Come innovare un settore della old economy
Q: L’editoria è spesso dominata da player della old economy, un po’ come il settore farmaceutico: come hai fatto a entrare in questo ambito, digitalizzandolo e avendo successo?
A: La fortuna più grande è stata esserne un completo outsider. Non ho mai fatto il giornalista, né ho mai pensato di farlo nella mia vita. Questo mi ha permesso di essere più libero, a livello di mindset, di non avere la tentazione di ragionare con il classico “si è sempre fatto così”. Le attività che abbiamo portato avanti sono state fatte tutte quando se ne presentava la necessità. Per esempio, ci siamo resi conto che servivano più persone sul set, allora le abbiamo aggiunte, ma non perché “di solito su un set ci sono X persone”. Questo ci ha permesso di ragionare con un linguaggio e degli schemi che funzionassero davvero e di avere, soprattutto, una base di costi molto più leggera, rispetto all’editoria tradizionale, dove invece gli investimenti possono essere molto importanti. Con un terzo, un quarto delle persone che in genere venivano coinvolte nell’editoria, facevamo tutto il necessario.

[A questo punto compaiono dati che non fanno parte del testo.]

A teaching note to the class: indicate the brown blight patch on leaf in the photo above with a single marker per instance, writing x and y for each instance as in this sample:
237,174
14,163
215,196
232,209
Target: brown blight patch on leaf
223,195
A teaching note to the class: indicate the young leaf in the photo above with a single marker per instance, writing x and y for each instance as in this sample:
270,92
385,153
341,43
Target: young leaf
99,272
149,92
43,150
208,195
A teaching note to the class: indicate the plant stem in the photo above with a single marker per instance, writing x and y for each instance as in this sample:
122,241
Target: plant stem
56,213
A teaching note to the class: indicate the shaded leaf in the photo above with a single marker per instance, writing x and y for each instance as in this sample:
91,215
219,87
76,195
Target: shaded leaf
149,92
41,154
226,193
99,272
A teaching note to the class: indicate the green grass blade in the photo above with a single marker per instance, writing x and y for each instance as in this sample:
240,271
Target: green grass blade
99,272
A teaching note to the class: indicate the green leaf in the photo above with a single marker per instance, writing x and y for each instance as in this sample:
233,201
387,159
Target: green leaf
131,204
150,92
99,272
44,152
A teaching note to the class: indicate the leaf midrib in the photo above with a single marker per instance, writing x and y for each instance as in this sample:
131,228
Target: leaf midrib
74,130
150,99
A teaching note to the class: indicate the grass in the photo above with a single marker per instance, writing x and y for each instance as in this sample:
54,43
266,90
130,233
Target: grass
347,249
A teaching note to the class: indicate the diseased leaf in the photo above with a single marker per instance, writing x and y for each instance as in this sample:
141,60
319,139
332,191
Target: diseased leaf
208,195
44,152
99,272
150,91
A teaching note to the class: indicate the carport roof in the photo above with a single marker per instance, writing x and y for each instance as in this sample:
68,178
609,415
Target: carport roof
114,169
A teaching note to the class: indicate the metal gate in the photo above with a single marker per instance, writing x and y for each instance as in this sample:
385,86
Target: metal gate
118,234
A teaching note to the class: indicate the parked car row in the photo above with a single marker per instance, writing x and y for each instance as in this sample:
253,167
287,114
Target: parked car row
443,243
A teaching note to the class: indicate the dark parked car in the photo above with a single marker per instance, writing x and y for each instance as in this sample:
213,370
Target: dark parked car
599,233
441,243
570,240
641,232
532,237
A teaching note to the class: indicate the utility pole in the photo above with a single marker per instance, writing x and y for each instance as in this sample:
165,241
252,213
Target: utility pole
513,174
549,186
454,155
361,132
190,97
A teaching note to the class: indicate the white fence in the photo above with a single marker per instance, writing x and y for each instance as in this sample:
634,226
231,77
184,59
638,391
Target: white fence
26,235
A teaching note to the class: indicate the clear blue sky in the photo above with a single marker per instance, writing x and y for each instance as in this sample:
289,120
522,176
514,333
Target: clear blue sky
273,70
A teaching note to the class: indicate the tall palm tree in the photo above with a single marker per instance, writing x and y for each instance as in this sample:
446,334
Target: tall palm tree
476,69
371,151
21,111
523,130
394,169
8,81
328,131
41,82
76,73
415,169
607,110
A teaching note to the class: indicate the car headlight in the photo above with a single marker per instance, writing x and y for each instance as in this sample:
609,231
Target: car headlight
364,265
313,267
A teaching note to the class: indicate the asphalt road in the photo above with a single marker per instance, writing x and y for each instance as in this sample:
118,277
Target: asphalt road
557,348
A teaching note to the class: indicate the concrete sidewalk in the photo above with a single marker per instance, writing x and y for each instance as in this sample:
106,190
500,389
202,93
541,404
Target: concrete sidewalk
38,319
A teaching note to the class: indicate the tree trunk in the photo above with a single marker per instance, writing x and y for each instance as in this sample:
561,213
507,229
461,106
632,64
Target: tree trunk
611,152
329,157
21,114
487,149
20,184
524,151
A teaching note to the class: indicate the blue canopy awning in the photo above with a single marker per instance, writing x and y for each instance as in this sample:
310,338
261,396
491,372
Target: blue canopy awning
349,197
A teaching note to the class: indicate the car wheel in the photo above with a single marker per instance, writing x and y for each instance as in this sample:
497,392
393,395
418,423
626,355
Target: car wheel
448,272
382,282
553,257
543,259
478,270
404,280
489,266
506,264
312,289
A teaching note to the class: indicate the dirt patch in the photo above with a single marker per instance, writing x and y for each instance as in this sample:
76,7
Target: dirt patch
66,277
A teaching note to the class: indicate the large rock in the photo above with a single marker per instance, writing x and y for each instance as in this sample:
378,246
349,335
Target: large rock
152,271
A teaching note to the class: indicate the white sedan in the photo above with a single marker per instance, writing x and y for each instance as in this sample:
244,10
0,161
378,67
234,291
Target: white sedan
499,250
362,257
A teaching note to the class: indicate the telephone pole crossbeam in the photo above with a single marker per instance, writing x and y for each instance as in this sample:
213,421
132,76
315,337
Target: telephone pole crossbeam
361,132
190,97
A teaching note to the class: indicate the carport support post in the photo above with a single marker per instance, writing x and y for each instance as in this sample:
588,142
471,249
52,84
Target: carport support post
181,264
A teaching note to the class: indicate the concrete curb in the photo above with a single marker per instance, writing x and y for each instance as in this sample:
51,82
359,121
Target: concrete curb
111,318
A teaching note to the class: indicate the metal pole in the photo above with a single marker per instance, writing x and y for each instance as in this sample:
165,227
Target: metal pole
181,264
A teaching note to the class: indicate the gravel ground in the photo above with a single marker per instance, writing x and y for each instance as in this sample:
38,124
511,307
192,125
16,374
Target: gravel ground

Q: Avete anche avuto la capacità di innovare, divulgando i contenuti principalmente attraverso i social, rivolgendovi alle nuove generazioni, piuttosto che attraverso il classico sito web.
A: Totalmente. Sembra passato molto più tempo, ma in realtà Will è stata pensata nel 2019 e lanciata nel 2020, ma l’ecosistema era all’epoca molto diverso, come erano diverse le piattaforme. In mezzo abbiamo attraversato la “tiktokizzazione” completa di Instagram e la pandemia (siamo partiti appena 5/6 settimane prima del lockdown).
In quel momento, le persone erano costrette a casa, in un momento storico unico, e avevano bisogno di essere un po’ intrattenute e un po’ di cercare informazioni: Will è arrivata al momento giusto per servire entrambi i bisogni. Proprio grazie al digitale siamo riusciti a creare un senso di community: passavamo il sabato pomeriggio – quando in lockdown tutti erano in casa a non sapere che fare – a fare il cruciverba di Will.
Exit Blues: l’impatto emotivo di una scelta complessa
Q: Concentriamoci ora sulla tua exit. Cos’è che ti ha mosso verso questa direzione? Cosa ti ha spinto a capire che quello era il momento giusto per vendere? Quali sono state le tue sensazioni? Cosa hai vissuto dal punto di vista emotivo?
A: È un aspetto molto più sfaccettato e complesso di quanto mi sarei aspettato, devo dir la verità. Quando progettavo Will, sono partito dall’idea di creare un’iniziativa che, nel giro di poco tempo, si sarebbe dovuta aggregare a realtà più consolidate, anche se non ero certo che qualcuno dal settore media si sarebbe mosso.
Insieme ai miei primi investitori, dopo circa un anno e mezzo di attività, abbiamo avuto un primo momento di svolta, in cui ci siamo imposti di decidere tra due strade. La prima era quella di cercare dei round di finanziamento, allontanando però in questo modo il momento della exit e rendendolo più complicato (ma anche numericamente più “divertente”). L’altra strada era di restare light, agili, e con maggiore facilità di approccio per il mercato italiano.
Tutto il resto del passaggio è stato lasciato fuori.